We had a lovely day walking around Merak and taking in the local culture. We visited the elementary school and as soon as we entered a classroom, all of the students stood up to say hello. Instruction in schools here is conducted in English from a very early age, so the grade 4 students answered a few of our questions, before we continued exploring. We wandered through herds of yaks, a few dzo / dzomo (the offspring of a cow and a yak), more rhododendron trees, before heading back to our homestay. While there, we ate lots of thueb (red rice porridge), fried rice, chili cheese, vegetables, and suja (butter tea). Butter tea is basically tea, milk, butter, and salt and tastes more like soup than tea. I was a bit skeptical at first, but decided I liked it for breakfast.

Angela and I with the town of Merak behind us, prayer flags, butter tea (suja in Dzongka)

We also got to try on traditional Brokpa clothes and a couple of women sang traditional songs for us, while the home-brewed alcohol known as ara was passed around. The ara in Merak is mostly made from potatoes, corn, and buckwheat.

Pema, me, Angela, and Tenzin dressed up in traditional Brokpa clothing; Angela and I with our homestay Ama

The next day, we took off on our trek onwards and upwards over the Nachungla Pass which tops out at 4150 m (13,615 ft). There’s snow near the top, so, of course, I got in a snowball fight with our guide. Angela was struggling with the altitude and was having none of it. The whole trek is lined with rhododendron trees, even though they’re not quite in bloom yet because it’s too cold. At the pass, Gelzen gave us prayer flags and helped us to tie them on poles on the pass. Our porters also started a fire to appease the local deities.

Tenzin, a porter, and Angela hiking through the snow; our prayer flags at Nachungla Pass

Along the way, we found some interesting high elevation creatures including this intricately patterned beetle that Gelzen said was called a juniper bug because if you sniff it, it smells like juniper. Well, I caught one and tried to smell it and it didn’t smell like much of anything to me. Our guide Tenzin was a bit confused what we were doing and we realized that there are different kind of trekkers. Some just want to get from place to place, and some stop to smell the bugs. We definitely belong to the latter category.

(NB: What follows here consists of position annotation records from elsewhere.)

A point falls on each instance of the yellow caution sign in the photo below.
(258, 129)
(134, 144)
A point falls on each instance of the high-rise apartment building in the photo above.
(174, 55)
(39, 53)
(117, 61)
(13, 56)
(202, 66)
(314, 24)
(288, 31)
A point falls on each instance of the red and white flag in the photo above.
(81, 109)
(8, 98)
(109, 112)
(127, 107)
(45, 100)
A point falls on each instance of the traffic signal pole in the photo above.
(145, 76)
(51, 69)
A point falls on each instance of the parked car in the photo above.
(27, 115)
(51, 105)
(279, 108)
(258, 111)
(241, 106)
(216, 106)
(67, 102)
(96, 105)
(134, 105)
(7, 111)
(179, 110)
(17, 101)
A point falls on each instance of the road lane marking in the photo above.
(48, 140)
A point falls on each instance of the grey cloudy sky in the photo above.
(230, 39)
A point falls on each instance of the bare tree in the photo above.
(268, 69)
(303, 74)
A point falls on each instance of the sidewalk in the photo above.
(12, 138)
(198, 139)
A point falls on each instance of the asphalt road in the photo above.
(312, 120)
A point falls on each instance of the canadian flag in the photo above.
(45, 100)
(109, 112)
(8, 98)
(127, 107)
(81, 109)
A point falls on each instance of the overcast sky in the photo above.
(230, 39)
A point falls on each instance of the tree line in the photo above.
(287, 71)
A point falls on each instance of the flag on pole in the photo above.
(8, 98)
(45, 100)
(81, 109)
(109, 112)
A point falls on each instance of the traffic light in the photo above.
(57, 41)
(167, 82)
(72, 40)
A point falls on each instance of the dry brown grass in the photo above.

juniper beetle, Himalayan tailless pika, sumo mite

Once we got down off the pass, we descended into beautiful scenery filled with mostly red and pink rhododendrons. It’s hard to describe what it feels like to hike through entire hillsides covered in brightly colored flowers, but the whole experience was magical.

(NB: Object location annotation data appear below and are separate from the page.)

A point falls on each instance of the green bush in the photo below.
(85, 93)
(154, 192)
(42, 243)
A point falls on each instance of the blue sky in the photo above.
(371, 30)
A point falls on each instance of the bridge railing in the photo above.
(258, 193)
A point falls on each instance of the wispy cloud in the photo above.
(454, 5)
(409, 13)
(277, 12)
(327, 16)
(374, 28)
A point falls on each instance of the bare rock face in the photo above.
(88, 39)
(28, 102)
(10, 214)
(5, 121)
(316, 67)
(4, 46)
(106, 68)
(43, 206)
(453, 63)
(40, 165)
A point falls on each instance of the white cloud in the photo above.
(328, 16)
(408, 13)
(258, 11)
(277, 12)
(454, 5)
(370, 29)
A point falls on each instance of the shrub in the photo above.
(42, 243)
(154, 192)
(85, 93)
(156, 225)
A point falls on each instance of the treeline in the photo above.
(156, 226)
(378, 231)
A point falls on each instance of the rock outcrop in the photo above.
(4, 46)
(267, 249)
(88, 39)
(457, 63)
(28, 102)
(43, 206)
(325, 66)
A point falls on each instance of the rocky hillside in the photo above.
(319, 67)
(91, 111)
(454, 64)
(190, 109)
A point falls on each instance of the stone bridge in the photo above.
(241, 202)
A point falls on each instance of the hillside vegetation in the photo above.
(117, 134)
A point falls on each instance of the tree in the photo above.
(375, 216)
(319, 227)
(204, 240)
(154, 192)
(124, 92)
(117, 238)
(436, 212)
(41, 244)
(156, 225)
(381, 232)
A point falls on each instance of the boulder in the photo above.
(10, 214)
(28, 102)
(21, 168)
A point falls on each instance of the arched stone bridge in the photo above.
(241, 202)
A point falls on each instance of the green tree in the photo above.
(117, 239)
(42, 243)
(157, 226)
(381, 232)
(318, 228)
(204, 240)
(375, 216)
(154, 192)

Tenzin, Gelzen, and Angela; rhododendron hillside through a yak fence; river & rhododendrons

different colored rhododendrons from our trek

Due to some slow climbing and lots of photography stops to look at flowers and beetles, we actually ended up getting into Sakteng after dark. Pema met us at the top of the hill with cups of tea and we slowly made our way down a hill and crossed two rivers on wet logs in the dark. We finally made it to our homestay, where we ate dinner and collapsed onto the mattresses on the floor.